The Company accounts for income taxes under ASC 740, “Income Taxes” (“ASC 740”). ASC 740 requires the recognition of deferred tax assets and liabilities for both the expected impact of differences between the financial statement and tax basis of assets and liabilities and for the expected future tax benefit to be derived from tax loss and tax credit carry forwards. ASC 740 additionally requires a valuation allowance to be established when it is more likely than not that all or a portion of deferred tax assets will not be realized.

 

Income taxes for the three and six months ended June 30, 2022 and 2021 are recorded at the Company’s estimated annual effective income tax rate, subject to adjustments for discrete events, if they occur. The Company’s estimated annual effective tax rate was 0.0% for the three and six months ended June 30, 2022 and 2021. The primary reconciling items between the federal statutory rate of 21.0% for these periods and the Company’s overall effective tax rate of 0.0% were related to the effects of deferred state income taxes, research and development credits, and the valuation allowance recorded against the full amount of its net deferred tax assets.

 

A valuation allowance is required when it is more likely than not that some portion or all of the Company’s deferred tax assets will not be realized.
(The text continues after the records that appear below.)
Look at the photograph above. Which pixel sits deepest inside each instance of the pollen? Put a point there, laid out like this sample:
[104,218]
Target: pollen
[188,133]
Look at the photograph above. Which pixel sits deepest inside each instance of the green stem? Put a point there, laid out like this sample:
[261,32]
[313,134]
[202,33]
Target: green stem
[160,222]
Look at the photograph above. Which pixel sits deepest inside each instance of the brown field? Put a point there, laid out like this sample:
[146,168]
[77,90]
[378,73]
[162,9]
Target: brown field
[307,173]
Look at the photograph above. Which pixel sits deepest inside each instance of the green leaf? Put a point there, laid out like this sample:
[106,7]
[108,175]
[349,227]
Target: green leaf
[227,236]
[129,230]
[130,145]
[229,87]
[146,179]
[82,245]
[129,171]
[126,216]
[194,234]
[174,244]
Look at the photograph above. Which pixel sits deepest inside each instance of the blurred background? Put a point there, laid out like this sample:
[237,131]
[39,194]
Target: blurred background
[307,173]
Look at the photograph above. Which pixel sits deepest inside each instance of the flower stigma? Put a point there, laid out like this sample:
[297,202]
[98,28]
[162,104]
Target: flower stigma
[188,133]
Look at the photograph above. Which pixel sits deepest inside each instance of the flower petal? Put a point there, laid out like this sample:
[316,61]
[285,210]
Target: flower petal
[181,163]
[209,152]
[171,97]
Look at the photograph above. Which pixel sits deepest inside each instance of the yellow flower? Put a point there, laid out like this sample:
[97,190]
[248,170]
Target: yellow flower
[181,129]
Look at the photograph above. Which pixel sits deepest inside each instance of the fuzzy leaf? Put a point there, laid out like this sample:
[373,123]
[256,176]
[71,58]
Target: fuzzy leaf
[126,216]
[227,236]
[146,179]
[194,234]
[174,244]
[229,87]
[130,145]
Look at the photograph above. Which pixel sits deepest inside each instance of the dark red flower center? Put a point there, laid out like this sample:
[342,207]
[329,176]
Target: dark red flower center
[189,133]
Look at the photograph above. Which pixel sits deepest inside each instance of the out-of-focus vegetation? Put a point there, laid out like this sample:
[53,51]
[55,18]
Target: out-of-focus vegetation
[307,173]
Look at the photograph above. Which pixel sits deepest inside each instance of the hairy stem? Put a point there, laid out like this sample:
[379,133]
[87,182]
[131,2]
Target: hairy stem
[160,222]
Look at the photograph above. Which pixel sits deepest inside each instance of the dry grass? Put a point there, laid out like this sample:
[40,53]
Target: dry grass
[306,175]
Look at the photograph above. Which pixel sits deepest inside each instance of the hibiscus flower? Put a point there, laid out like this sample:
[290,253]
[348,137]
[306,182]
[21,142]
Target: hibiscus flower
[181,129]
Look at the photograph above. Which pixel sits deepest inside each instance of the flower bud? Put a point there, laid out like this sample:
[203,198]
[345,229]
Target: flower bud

The realization of deferred tax assets depends on the generation of sufficient future taxable income during the period in which the Company’s related temporary differences become deductible. The Company has recorded a full valuation allowance against its net deferred tax assets as of June 30, 2022 and 2021 since management believes that based on the earnings history of the Company, it is more likely than not that the benefits of these assets will not be realized.